No, not true (yet).
I was misinformed, though I do believe it's a planned feature. At the moment the filer's not bright enough to store the block once in cache.
________________________________
From: Page, Jeremy [mailto:jeremy.page@gilbarco.com] Sent: Thu 11/13/2008 17:05 To: Todd C. Merrill; Darren Sykes Cc: Glenn Walker; toasters@mathworks.com Subject: RE: de-dup of memory? (was Re: Snapvault slow on one specific volume?)
I don't know :)
In theory it should work. When you request data you're not requesting it from the disk, your asking for a specific block. If that block is in cache it should not matter if it's deduped (and pretending to be several blocks) or not.

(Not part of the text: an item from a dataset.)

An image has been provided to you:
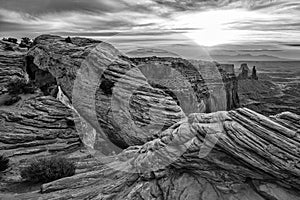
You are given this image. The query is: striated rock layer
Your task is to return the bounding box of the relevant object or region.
[0,35,300,200]
[27,35,238,148]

-----Original Message----- From: Todd C. Merrill [mailto:tmerrill@mathworks.com] Sent: Thursday, November 13, 2008 12:04 PM To: Darren Sykes Cc: Glenn Walker; Page, Jeremy; toasters@mathworks.com Subject: de-dup of memory? (was Re: Snapvault slow on one specific volume?)

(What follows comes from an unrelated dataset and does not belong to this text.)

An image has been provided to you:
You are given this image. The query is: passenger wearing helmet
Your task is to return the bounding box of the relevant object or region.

On Wed, 15 Oct 2008, Darren Sykes wrote:
I¹d say it was probably the bug; in theory dedup should increase performance in that situation as the block would be stored in the cache and therefore we wouldn¹t need to go to disk to get that data.
Is this true?
Is memory "de-dup'ed" as well? That is, when you access a file through the cache, if it ends up at a de-dup'ed block, is it really the same block in *memory*, too? Or, is the path through memory/cache unique and only the final disk store de-dup'ed?